Another, perhaps hackier, approach might be to just use tail by spawning a child process with it. This of course comes with the limitation that tail must exist on the target platform, but one of node's strengths is using it to do asynchronous systems development via spawn and even on windows, you can execute node in an alternate shell like msysgit or cygwin to get access to the tail utility.
The code for this:
var spawn = require('child_process').spawn;
var child = spawn('tail',
['-f', 'my.log']);
child.stdout.on('data',
function (data) {
console.log('tail output: ' + data);
}
);
child.stderr.on('data',
function (data) {
console.log('err data: ' + data);
}
);
So, it seems people are still looking for an answer to this question for five years already, and there is yet no answer on topic.
In short: you can't. Not in Node.js particularly, you can't at all.
Long answer: there are few reasons for this.
First, POSIX standard clarifies select() behavior in this regard as follows:
File descriptors associated with regular files shall always select true for ready to read, ready to write, and error conditions.
So, select() can't help with detecting a write beyond the file end.
With poll() it's similar:
Regular files shall always poll TRUE for reading and writing.
I can't tell for sure with epoll(), since it's not standartized and you have to read quite lengthy implementation, but I would assume it's similar.
Since libuv, which is in core of Node.js implementation, uses read(), pread() and preadv() in its uv__fs_read(), neither of which would block when invoked at the end of file, it would always return empty buffer when EOF is encountered. So, no luck here too.
So, summarizing, if such functionality is desired, something must be wrong with your design, and you should revise it.
What you're trying to do is a FIFO file (acronym for First In First Out), which as you said works like a socket.
There's a node.js module that allows you to work with fifo files.
I don't know what do you want that for, but there are better ways to work with sockets on node.js. Try socket.io instead.

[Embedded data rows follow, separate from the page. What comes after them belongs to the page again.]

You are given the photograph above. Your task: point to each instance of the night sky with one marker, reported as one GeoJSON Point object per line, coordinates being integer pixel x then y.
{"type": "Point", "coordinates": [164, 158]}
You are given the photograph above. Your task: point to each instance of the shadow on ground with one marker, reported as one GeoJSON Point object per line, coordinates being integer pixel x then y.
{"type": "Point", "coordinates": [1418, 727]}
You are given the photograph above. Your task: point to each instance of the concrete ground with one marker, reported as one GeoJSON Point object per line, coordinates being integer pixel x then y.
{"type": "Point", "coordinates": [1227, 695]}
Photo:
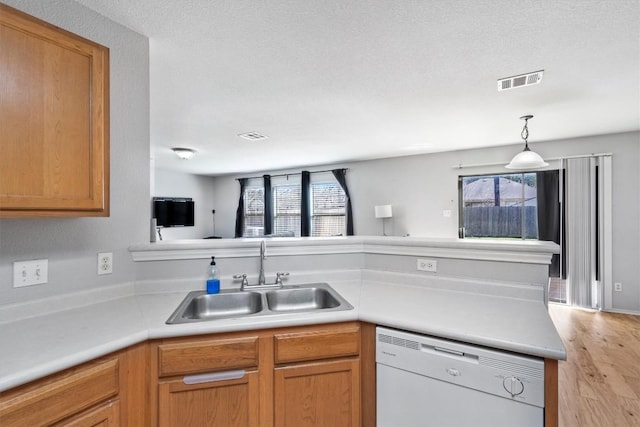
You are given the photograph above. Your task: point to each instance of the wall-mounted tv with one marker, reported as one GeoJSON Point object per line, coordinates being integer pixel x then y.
{"type": "Point", "coordinates": [173, 211]}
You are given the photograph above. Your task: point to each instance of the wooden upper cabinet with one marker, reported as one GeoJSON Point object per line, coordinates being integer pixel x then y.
{"type": "Point", "coordinates": [54, 120]}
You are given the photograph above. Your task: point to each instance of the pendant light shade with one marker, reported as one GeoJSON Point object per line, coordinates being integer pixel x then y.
{"type": "Point", "coordinates": [526, 159]}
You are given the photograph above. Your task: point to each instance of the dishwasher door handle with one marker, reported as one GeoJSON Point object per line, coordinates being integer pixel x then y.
{"type": "Point", "coordinates": [449, 352]}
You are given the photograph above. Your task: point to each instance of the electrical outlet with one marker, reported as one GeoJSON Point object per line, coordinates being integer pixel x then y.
{"type": "Point", "coordinates": [28, 273]}
{"type": "Point", "coordinates": [427, 265]}
{"type": "Point", "coordinates": [105, 263]}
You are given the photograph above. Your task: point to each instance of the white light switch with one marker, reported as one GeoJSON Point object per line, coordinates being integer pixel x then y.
{"type": "Point", "coordinates": [28, 273]}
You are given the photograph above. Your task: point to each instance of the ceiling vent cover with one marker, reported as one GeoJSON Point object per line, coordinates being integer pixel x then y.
{"type": "Point", "coordinates": [252, 136]}
{"type": "Point", "coordinates": [521, 80]}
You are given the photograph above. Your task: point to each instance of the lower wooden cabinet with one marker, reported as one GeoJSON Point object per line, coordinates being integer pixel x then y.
{"type": "Point", "coordinates": [107, 415]}
{"type": "Point", "coordinates": [109, 391]}
{"type": "Point", "coordinates": [64, 395]}
{"type": "Point", "coordinates": [318, 394]}
{"type": "Point", "coordinates": [320, 375]}
{"type": "Point", "coordinates": [232, 403]}
{"type": "Point", "coordinates": [298, 376]}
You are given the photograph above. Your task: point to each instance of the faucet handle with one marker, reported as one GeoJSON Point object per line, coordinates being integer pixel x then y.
{"type": "Point", "coordinates": [279, 277]}
{"type": "Point", "coordinates": [245, 282]}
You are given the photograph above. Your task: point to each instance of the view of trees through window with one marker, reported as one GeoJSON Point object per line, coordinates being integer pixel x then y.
{"type": "Point", "coordinates": [328, 211]}
{"type": "Point", "coordinates": [253, 212]}
{"type": "Point", "coordinates": [499, 205]}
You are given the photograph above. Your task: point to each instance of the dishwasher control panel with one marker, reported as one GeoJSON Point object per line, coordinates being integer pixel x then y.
{"type": "Point", "coordinates": [511, 376]}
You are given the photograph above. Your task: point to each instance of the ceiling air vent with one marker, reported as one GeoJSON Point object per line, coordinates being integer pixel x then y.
{"type": "Point", "coordinates": [520, 81]}
{"type": "Point", "coordinates": [252, 136]}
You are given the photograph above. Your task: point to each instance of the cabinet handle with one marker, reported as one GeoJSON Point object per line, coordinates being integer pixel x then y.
{"type": "Point", "coordinates": [214, 376]}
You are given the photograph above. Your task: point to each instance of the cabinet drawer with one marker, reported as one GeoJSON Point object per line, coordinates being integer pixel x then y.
{"type": "Point", "coordinates": [320, 344]}
{"type": "Point", "coordinates": [48, 401]}
{"type": "Point", "coordinates": [207, 356]}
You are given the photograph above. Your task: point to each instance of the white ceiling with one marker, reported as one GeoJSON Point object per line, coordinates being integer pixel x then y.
{"type": "Point", "coordinates": [340, 80]}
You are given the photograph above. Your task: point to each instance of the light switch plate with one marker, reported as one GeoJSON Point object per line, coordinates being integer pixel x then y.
{"type": "Point", "coordinates": [32, 272]}
{"type": "Point", "coordinates": [427, 265]}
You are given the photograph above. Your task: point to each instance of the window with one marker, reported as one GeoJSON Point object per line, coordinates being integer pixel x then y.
{"type": "Point", "coordinates": [499, 205]}
{"type": "Point", "coordinates": [253, 211]}
{"type": "Point", "coordinates": [327, 209]}
{"type": "Point", "coordinates": [286, 204]}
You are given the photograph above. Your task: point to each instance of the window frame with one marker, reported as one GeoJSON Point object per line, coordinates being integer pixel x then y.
{"type": "Point", "coordinates": [522, 201]}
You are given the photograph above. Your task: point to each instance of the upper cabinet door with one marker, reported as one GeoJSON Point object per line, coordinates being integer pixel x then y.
{"type": "Point", "coordinates": [54, 120]}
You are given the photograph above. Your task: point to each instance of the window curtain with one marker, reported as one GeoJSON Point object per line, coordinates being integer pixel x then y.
{"type": "Point", "coordinates": [268, 205]}
{"type": "Point", "coordinates": [305, 211]}
{"type": "Point", "coordinates": [240, 210]}
{"type": "Point", "coordinates": [339, 175]}
{"type": "Point", "coordinates": [548, 199]}
{"type": "Point", "coordinates": [588, 231]}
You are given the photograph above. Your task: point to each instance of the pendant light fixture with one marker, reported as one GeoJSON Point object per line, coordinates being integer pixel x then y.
{"type": "Point", "coordinates": [526, 159]}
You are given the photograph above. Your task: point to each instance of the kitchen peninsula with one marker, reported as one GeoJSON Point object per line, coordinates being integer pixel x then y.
{"type": "Point", "coordinates": [487, 293]}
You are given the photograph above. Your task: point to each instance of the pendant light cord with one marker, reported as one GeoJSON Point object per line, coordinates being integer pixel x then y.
{"type": "Point", "coordinates": [525, 132]}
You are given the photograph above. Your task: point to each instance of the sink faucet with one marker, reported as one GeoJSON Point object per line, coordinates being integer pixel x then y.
{"type": "Point", "coordinates": [263, 249]}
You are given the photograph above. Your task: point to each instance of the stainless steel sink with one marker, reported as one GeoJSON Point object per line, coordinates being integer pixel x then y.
{"type": "Point", "coordinates": [199, 306]}
{"type": "Point", "coordinates": [301, 299]}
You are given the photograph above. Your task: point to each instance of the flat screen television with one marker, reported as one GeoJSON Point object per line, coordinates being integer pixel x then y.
{"type": "Point", "coordinates": [173, 211]}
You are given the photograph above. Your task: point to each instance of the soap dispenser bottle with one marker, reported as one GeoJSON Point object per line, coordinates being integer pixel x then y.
{"type": "Point", "coordinates": [213, 281]}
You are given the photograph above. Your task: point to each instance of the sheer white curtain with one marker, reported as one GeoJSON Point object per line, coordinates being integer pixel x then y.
{"type": "Point", "coordinates": [588, 230]}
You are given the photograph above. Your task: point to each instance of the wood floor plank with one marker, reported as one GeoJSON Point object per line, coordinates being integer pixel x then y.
{"type": "Point", "coordinates": [599, 383]}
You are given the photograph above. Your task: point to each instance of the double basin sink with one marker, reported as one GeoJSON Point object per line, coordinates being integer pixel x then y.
{"type": "Point", "coordinates": [199, 306]}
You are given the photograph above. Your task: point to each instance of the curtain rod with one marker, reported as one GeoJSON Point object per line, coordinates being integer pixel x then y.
{"type": "Point", "coordinates": [289, 174]}
{"type": "Point", "coordinates": [578, 156]}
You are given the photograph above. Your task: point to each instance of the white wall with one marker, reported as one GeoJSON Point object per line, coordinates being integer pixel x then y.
{"type": "Point", "coordinates": [421, 187]}
{"type": "Point", "coordinates": [200, 189]}
{"type": "Point", "coordinates": [72, 244]}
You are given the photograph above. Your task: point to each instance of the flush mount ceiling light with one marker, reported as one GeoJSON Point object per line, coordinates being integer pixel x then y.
{"type": "Point", "coordinates": [184, 153]}
{"type": "Point", "coordinates": [527, 159]}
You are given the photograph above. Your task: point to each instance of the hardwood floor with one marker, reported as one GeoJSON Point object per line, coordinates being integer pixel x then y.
{"type": "Point", "coordinates": [599, 383]}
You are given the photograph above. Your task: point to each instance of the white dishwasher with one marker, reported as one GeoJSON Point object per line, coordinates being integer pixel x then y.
{"type": "Point", "coordinates": [426, 381]}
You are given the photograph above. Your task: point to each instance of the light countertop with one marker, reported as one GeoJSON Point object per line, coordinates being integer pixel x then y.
{"type": "Point", "coordinates": [38, 346]}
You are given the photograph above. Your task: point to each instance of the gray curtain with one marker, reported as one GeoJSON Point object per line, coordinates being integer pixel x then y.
{"type": "Point", "coordinates": [240, 210]}
{"type": "Point", "coordinates": [305, 211]}
{"type": "Point", "coordinates": [548, 198]}
{"type": "Point", "coordinates": [581, 231]}
{"type": "Point", "coordinates": [339, 174]}
{"type": "Point", "coordinates": [268, 205]}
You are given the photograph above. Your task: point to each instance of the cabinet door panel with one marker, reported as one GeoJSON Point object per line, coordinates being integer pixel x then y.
{"type": "Point", "coordinates": [102, 416]}
{"type": "Point", "coordinates": [46, 402]}
{"type": "Point", "coordinates": [54, 137]}
{"type": "Point", "coordinates": [337, 341]}
{"type": "Point", "coordinates": [233, 403]}
{"type": "Point", "coordinates": [318, 394]}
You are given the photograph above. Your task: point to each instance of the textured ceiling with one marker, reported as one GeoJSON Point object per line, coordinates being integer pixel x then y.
{"type": "Point", "coordinates": [331, 81]}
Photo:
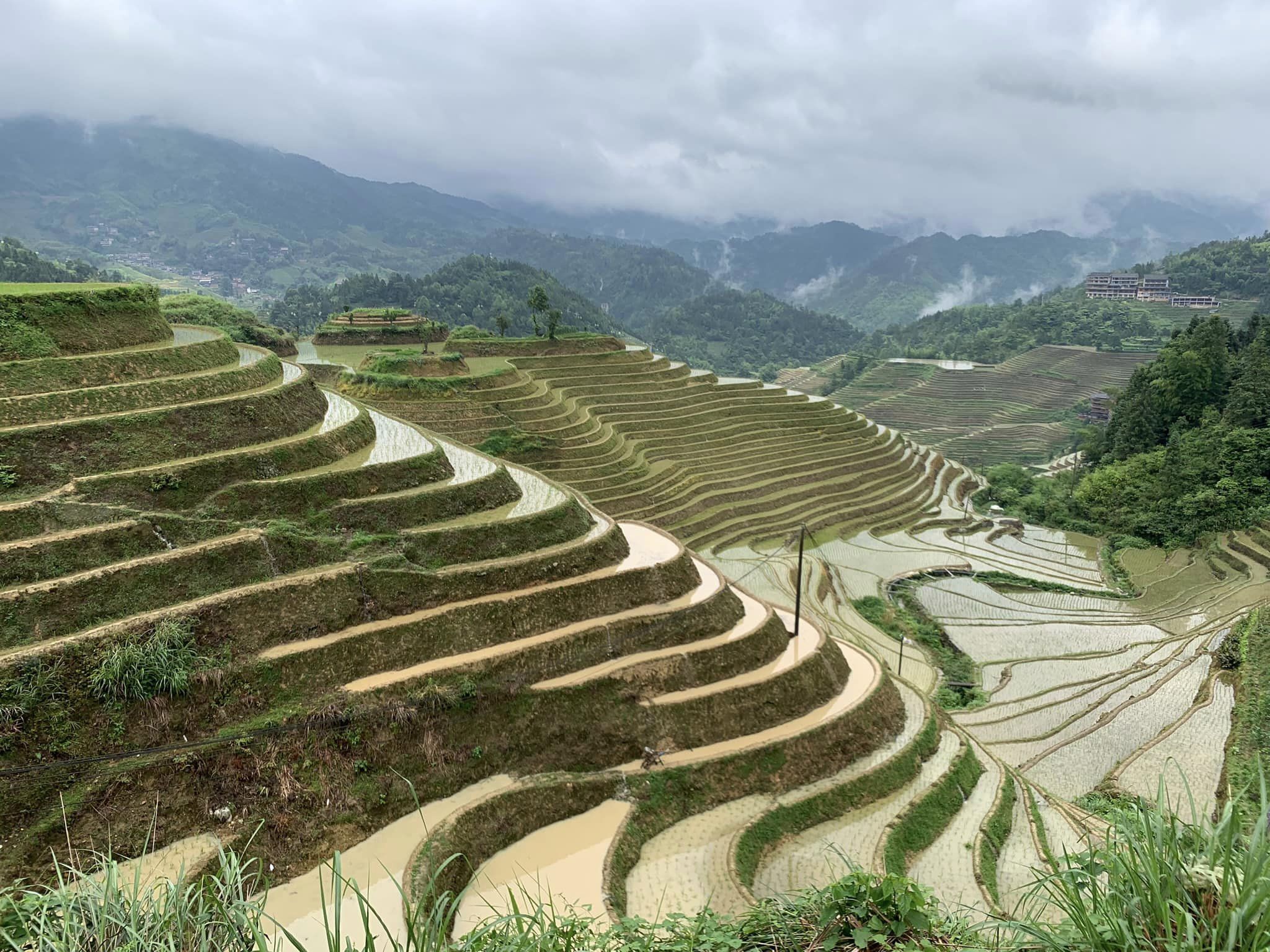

You could also have a look at this previous question:
Reading a file in real-time using Node.js
Update 1
I'm not familiar with any module that would do what you want with a regular file, instead of with a socket type one. But as you said, you could use tail -f to do the trick:
// filename must exist at the time of running the script
var filename = 'somefile.txt';
var spawn = require('child_process').spawn;
var tail = spawn('tail', ['-f', filename]);
tail.stdout.on('data', function (data) {
data = data.toString().replace(/^[\s]+/i,'').replace(/[\s]+$/i,'');
console.log(data);
});
Then from the command line try echo someline > somefile.txt and watch at the console.